Marking seems to have extended into two paragraphs which perhaps is an indication of its place in the workload of teachers. I spoke to an NQT at the weekend who was marking all the Year 1 English books for the whole of the past week because the week had been busy and there had not been time to do it. When I started teaching it was said that if you did not mark the books with the children there, it was deemed to be a waste of time. We have moved on from that view but the question still remains as to purpose of the marking and what it is for. If this sort of marking is for record keeping and evidence of learning, where is the marking (or as I prefer to call it – responding to children’s work) that is done with the children and helps them to reflect on their achievements?
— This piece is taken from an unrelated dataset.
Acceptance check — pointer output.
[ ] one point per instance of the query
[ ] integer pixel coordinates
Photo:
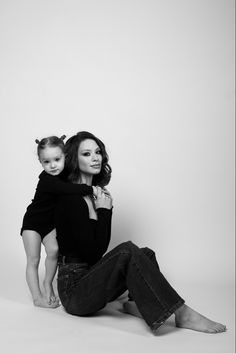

Back to workload… it seems that much of the workload is to do with the accountability agenda. Planning is recorded, behaviour records are written up, provision plans are created which show how we will deal with individual needs, marking and sticking things into books is done, displays are created, parents are written to, web pages are updated, etc. etc. etc. There is so much to do and most of it is to do with recording what we do with the children – it is ABOUT the children not FOR the children. All those things are really important and happen – and have always happened in one way or another – but they have not always been recorded in such detail and in so many different ways. This is what is burdensome. Most teachers, I believe, come into the profession because they care deeply about children and want to make a difference in their lives; that happens best through getting to know children well, talking to them, working alongside them, responding to them as individuals and helping them to follow their interests and strengths while supporting their weaknesses. That’s what primary teaching has always meant to me – I don’t mind spending hours doing that and thinking about how I can encourage Johnny to write or help him to see why Mathematics will be important in his life. I resent when my time is taken away from those sort of things to record in triplicate things which provide evidence that I am doing my job. Teachers have been de-professionalised over the years – why don’t we trust them anymore to do the job they were trained for and to make professional judgements about the children in their care.